Gilmar Mendes elabora representação contra senador Alessandro Vieira na PGR após relatório de CPI do crime organizado propor indiciamento de ministros do STF.

O ministro do Supremo Tribunal Federal (STF) Gilmar Mendes está elaborando uma representação contra o senador Alessandro Vieira (MDB-SE) para encaminhar à Procuradoria-Geral da República (PGR).
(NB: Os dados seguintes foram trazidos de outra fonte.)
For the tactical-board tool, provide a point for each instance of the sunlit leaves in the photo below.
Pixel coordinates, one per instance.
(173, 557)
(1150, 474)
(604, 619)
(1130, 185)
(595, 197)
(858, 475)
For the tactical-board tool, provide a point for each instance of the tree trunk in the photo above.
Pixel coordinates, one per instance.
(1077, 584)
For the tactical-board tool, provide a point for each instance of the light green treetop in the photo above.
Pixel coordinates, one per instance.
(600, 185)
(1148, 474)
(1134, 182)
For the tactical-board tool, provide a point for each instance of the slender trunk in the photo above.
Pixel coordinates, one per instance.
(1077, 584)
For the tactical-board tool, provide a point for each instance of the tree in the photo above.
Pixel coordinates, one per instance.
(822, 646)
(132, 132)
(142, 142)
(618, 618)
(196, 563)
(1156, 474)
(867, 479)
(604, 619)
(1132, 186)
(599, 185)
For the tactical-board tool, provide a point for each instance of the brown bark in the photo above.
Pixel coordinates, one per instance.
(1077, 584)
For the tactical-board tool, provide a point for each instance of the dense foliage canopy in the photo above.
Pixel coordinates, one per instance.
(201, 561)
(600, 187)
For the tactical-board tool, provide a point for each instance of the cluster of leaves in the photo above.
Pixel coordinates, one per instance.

A ação surge após o relatório da Comissão Parlamentar de Inquérito (CPI) do crime organizado propor o indiciamento de Mendes e de outros dois ministros da Corte por crime de responsabilidade.

O relatório, que também solicitava o indiciamento dos ministros Alexandre de Moraes e Dias Toffoli, além do procurador-geral da República, Paulo Gonet, foi rejeitado pela comissão. No entanto, a proposta gerou reações significativas por parte dos membros do STF.

Durante uma sessão da Segunda Turma do Supremo, Gilmar Mendes classificou a iniciativa como “tacanha” e criticou o uso de CPIs para “fins panfletários”, defendendo a apuração de eventuais excessos.

O ministro também apontou que o relatório falhou em abordar o problema central que se propunha a investigar: o crime organizado. Mendes sugeriu que o plenário do STF deverá analisar os limites da atuação das CPIs.

Dias Toffoli, por sua vez, também criticou o texto, classificando-o como uma “excrescência” com propósitos eleitorais. Ele alertou que tal ação pode configurar abuso de poder e resultar em Cassação e inelegibilidade.

Internamente, a Corte também avalia se a conduta do senador pode justificar uma eventual inelegibilidade.

Em resposta às críticas públicas dos ministros, Vieira comentou que as falas representam um “modus operandi de ameaça e tentativa de constrangimento”. Ele declarou que a análise dos ministros merece respeito, mas que a forma como as críticas foram feitas, com menções a cassação e inelegibilidade durante uma sessão, interfere diretamente nos processos de votação.

O senador defendeu seu relatório, afirmando que teve caráter técnico e que sua não aprovação faz parte do “jogo democrático”. Contudo, criticou as “ameaças” proferidas por ministros do Supremo.

Vieira acrescentou que em uma Democracia, todos têm direito à opinião, inclusive senadores, e que os ministros parecem confundir a instituição com suas figuras pessoais, colocando-se em uma posição de insuscetibilidade a erros.

Por fim, as declarações dos magistrados foram vistas como “excessos”, com a ressalva de que membros do Supremo devem agir com ponderação. A prudência e o equilíbrio foram destacados como qualidades esperadas de um ministro do Supremo, em contraste com as declarações observadas.